Mike, who was even cleverer than Tom, who copied his stuff from his middleweight brother, was once humiliated by your own rough and tough Soldier Bartfield in Brooklyn. Mike had an original trick of rubbing his nose, then unexpectedly letting the punch go from that disarming pose.

It didn't fool rough and tough Bartfield. He punched the brilliant Mike about and wound up insulting Michael by imitating his nose-rubbing stunt!

Perhaps Ambers will prove another Greb or Bartfield against Ross. But I'll be surprised if he does. I don't think he's that good--yet.
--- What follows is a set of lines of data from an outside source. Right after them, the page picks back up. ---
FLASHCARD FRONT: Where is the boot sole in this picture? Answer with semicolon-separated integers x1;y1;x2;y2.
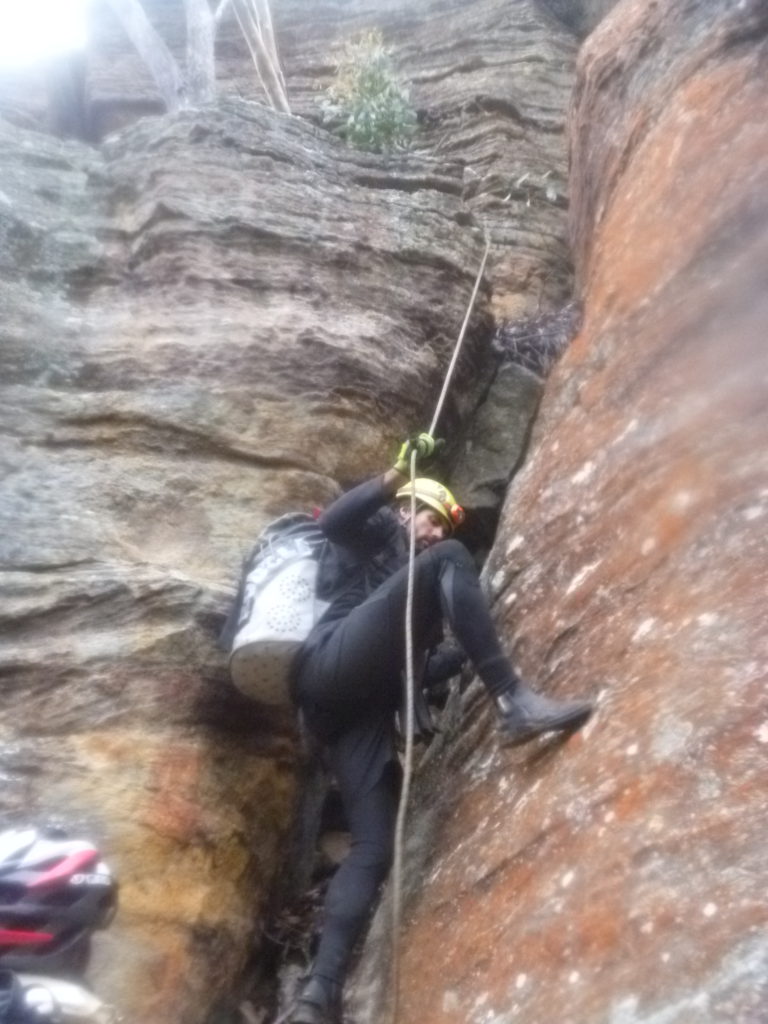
501;708;592;746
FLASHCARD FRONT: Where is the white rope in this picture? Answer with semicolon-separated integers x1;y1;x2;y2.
391;239;490;1024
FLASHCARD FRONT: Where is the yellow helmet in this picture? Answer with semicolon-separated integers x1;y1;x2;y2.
395;476;464;532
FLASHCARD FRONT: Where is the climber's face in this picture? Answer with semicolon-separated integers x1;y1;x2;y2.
401;508;447;551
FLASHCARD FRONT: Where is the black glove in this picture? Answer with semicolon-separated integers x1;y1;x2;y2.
422;642;467;709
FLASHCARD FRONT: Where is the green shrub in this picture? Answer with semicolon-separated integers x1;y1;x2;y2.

1935-05-07 Buffalo Courier-Express (Buffalo, NY) (page 17)
Herkimer Lightweight Is Second Harry Greb, May Be Too Speedy for Ex-Champion

New York, May 6--A right brisk bit of beak-busting--we'll even go so far as to predict it'll be the most savage scrap staged by the smaller sluggers here all season--will be offered when Lou Ambers and Tony Canzoneri fight fifteen rounds in Madison Square Garden on Friday night.
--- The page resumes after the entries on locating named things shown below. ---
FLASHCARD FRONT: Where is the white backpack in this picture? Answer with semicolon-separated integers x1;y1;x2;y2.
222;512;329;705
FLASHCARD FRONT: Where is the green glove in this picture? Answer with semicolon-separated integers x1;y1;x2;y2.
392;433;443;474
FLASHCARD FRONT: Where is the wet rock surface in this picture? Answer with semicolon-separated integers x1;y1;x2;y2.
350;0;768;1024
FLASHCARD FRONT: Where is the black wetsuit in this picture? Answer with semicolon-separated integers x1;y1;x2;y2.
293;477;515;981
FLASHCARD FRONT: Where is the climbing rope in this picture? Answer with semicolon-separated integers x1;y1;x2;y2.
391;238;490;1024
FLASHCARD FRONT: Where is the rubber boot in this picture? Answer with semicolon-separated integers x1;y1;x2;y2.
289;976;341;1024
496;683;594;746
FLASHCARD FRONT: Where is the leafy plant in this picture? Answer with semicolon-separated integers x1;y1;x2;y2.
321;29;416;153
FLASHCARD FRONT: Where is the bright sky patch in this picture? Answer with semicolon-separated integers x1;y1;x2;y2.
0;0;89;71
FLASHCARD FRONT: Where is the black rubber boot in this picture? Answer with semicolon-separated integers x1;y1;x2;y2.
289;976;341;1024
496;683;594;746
The winner--and he looks like Ambers from where we sit--will be recognized by the New York State Athletic Commission as the successor to Barney Ross, the lightweight champion who abandoned his title a few weeks ago.

Youth vs. Age

The Ambers-Canzoneri shindig will be a splendid test of Youth versus Age. Lou is an ambitious and brilliant newcomer from Herkimer, N. Y., who has decisively whipped such able athletes as Harry Dublinsky and Sammy Fuller, while Tony, from New Orleans, is a gallant little veteran with his palmiest days behind him.
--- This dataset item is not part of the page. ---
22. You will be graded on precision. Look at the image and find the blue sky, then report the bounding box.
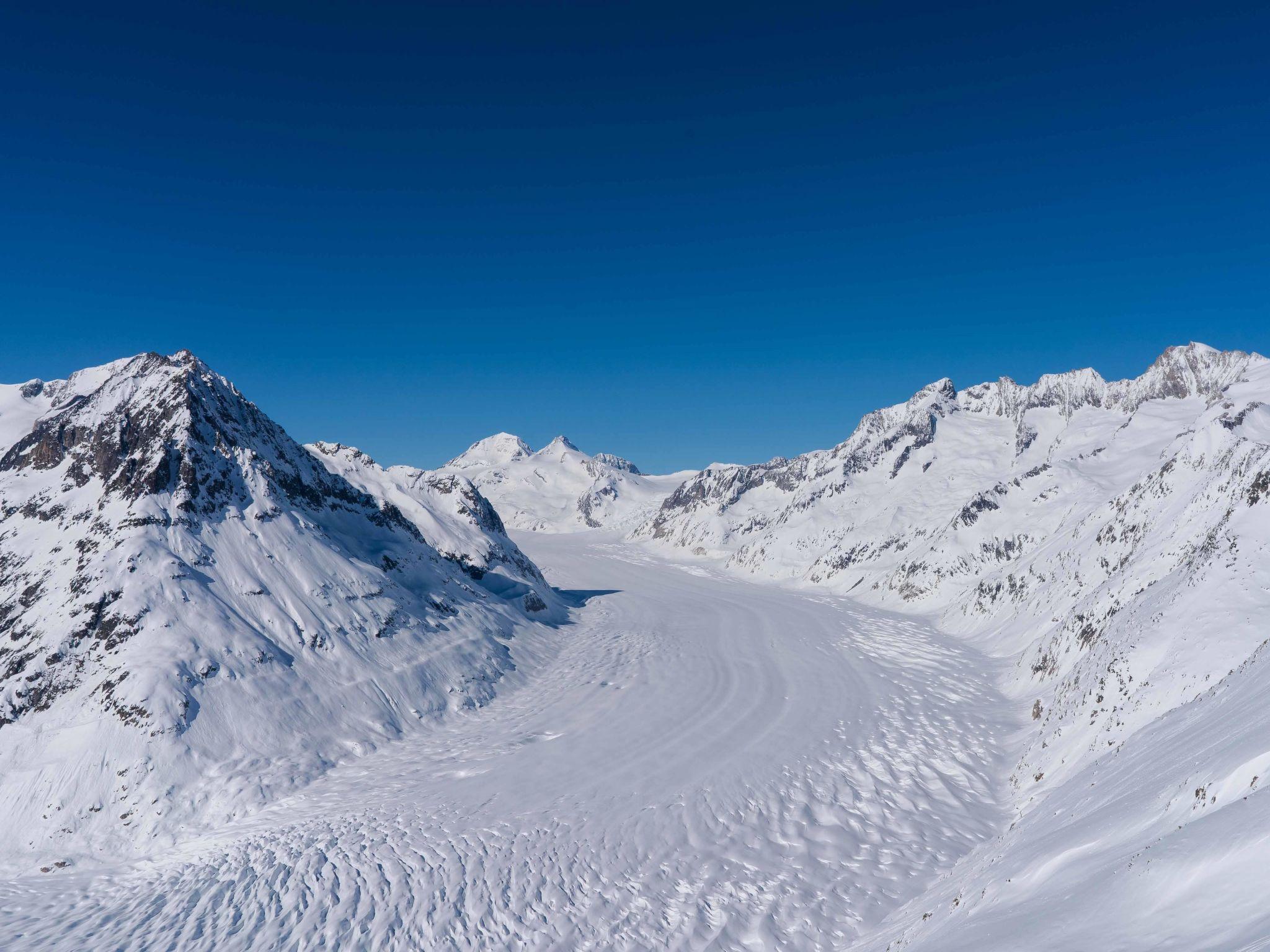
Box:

His legs about gone, Canzoneri will try to knock out Ambers early in their match. If he doesn't he's sunk, for the Herkimer lad, a two-fisted leather swinger from start to finish, will give Tony a terrific going over and he may even succeed in flattening his foe if Canzoneri starts to wabble.

A great money fighter in the past, Canzoneri will attract many sympathizers who believe he can drop Lou. These rooters should remember that Fuller, a harder hitter than Tony, larruped Lou on the lug with his Sunday punch and failed to feaze Ambers.

Ambers Another Greb

A weaving, bobbing boy who boxes much like the late Harry Greb, Ambers in his past performances has convinced most critics that Canzoneri will have a tough time laying a glove on this elusive target. Lou is an 8 to 5 favorite today and should be a 2 to 1 or better to win at ringtime.

If Ambers runs true to form and whips Tony he is likely to get his cherished shot at Ross, for the Chicagoan already has announced he will return to the 135-pound ranks after he has fought Jimmy McLarnin for the welterweight championship up at the Polo Grounds on May 28th.

"There's nothing I'd like better than to fight Ross," declared Ambers at his Orangeburg training camp today. "I was terribly disappointed when Barney gave up his title recently because I thought I'd meet him this summer. And now it looks as if I'll get my wish."